What I can manage — and what I know I can give my full attention to — is one post a week on political stress and burnout for the next two to three weeks. I already have a few written and waiting, and I’ll begin sharing those this coming week. Once things have settled a little, I’ll return to the rhythm we’re all used to.
The road has a way of turning without warning — up into mist, down into hollows, through patches where the ground gives a little underfoot. And still we walk. Because the act of walking — of staying with it — is what keeps us connected to the ground beneath us, and to one another.
Thank you for your understanding and for standing with me during this difficult time. Your kindness means more than I can express.
With deep gratitude
— Lori
© Lori Corbet Mann, 2025




Lori, thank you for sharing your story. I’ve noticed that crises never seem to take a number and wait their turn, but rather descend on us all at once. Grief is a hard road, and often there doesn’t seem to be anything under our feet at all as we move forward. There is a road, of course, and it’s firm and real … and often it’s our community that keeps our feet firmly on it.
My mother died unexpectedly, and my father’s cancer took him 6 months later. Within the next 2 years, we lost my in-laws, two aunts, and an uncle. Our own community is less tight than it used to be, and my community of friends is scattered across three continents, but they gave so much of themselves and they shared our grief in a way that made it slightly less heavy.

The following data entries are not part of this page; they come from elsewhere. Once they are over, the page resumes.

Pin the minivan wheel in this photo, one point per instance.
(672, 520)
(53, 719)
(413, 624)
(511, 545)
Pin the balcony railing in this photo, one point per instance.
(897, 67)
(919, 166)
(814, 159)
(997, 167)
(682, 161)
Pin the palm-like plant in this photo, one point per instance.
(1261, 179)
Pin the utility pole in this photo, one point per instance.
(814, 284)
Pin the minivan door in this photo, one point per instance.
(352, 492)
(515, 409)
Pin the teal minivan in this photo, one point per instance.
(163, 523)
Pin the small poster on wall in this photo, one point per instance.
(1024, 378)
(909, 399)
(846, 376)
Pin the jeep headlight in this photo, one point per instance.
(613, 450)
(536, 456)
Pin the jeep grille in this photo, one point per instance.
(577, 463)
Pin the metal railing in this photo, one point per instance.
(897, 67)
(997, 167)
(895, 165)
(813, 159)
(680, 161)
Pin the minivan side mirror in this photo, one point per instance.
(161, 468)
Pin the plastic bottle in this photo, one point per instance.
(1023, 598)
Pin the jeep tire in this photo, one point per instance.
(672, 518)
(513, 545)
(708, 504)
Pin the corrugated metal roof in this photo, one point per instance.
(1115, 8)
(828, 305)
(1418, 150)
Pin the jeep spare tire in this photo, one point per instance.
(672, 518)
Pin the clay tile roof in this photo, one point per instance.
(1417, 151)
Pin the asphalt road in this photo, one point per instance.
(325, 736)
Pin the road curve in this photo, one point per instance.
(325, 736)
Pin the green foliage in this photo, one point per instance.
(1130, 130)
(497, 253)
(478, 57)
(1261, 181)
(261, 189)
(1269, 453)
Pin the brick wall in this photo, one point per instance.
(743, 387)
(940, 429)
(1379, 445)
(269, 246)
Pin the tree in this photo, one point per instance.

I’ll never forget the old classmate, who had had many losses of his own, who reached out to me on one of the worst days and, for lack of a better phrase, held grief with me for an evening. This is another role that a strong community can play as we feel our way forward.
Thank you for introducing John to us. He sounds like a lovely man, and I’m holding everyone who cared for him in the Light today.
Jennie,
Thousand Islands, Ontario
I can’t remember how I came to this particular ‘Stack, (Is that what we call these?) but your observation “care within our communities is itself a form of resistance to authoritarianism — that it strengthens the fabric that keeps us human when the wider systems around us are fraying” is spot on. Timely and motivational.
It reminds me that even if I don’t live in an attractive, close-knit, rural community, that community is possible —necessary even if we mean to maintain our humanity in this current landscape. Thank you.